Photo 52 — To prevent the hasp from cutting through the cover material, we created a thin vinyl "gasket" to separate the hasp from the cover.
Photo 53 — Similar to the hasp hardware, the alignment pin may need shims under it. Here two shims were needed. As a practical matter, if you can't find black vinyl sheet, you can always use a Sharpee brand marker to color the edge of the shim so it's not noticeable.
Photo 54 — Front view of the alignment hardware on the front panel. The mating dowel end would be on the front of the lid. This was fastened using round head threaded rivets. Truss head versions would not sit into the depression well, but the round head fits nicely.
Photo 55 — Necessity is the mother of invention. A design flaw noted during this project was the ability to easily lift the lid. Rather than add a separate piece of hardware, the locking hasps were modified. Here some brass flat stock was formed into a "finger" hook, sanded, and plated before attaching to the lid with small wood screws. The upper hasp piece was notched to accept the hook.

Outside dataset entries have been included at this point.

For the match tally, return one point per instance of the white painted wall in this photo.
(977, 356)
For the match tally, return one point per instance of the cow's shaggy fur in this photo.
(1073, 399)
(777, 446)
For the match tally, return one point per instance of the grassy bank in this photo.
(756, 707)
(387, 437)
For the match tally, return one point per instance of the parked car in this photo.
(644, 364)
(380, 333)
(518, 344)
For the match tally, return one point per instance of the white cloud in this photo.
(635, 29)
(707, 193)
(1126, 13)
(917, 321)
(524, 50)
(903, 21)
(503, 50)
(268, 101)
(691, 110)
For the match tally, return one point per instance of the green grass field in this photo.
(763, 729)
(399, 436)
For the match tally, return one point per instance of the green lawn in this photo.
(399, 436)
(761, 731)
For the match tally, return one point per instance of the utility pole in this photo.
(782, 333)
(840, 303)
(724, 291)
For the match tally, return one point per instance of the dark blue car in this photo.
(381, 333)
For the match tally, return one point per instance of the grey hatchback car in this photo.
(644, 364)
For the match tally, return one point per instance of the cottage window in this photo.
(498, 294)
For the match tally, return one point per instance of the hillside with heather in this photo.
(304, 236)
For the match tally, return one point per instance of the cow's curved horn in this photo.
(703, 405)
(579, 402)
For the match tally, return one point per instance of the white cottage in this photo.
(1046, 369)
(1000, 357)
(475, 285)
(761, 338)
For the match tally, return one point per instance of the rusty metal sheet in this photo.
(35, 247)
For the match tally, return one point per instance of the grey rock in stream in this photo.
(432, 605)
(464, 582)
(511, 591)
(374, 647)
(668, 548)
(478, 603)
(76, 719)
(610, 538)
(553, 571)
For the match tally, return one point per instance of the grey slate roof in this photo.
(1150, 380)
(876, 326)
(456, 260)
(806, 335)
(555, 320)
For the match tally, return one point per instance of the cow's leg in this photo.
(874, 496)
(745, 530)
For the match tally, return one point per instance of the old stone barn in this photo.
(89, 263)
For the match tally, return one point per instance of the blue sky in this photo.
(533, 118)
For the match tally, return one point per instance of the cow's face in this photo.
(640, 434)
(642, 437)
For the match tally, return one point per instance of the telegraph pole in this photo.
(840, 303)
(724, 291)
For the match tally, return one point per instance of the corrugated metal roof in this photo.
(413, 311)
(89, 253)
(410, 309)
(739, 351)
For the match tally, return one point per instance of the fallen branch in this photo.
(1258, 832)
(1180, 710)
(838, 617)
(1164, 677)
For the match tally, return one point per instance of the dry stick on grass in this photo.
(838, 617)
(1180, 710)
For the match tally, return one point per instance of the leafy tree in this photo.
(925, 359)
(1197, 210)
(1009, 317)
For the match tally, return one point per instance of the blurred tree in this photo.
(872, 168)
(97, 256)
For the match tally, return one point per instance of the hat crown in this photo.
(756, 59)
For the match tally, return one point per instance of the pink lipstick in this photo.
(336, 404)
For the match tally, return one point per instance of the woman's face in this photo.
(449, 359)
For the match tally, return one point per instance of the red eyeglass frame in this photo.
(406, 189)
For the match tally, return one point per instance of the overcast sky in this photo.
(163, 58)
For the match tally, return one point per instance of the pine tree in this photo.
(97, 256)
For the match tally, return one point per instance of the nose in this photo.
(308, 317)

Photo 56 — The main body of the trunk is fitted with one piece of material, starting from the rear, wrapping around one side, along the front and down the other side to the rear. There is only a small piece along the front that needs this, but it avoids a seam that would have to be covered.
Photo 57 — The main body of the trunk has been covered from a single piece. Starting at the front, it is glued and smoothed out, and then each side is glued, one at a time. This job requires more than two hands, so you will need an assistant to help pull the material around the sides and ending at the back.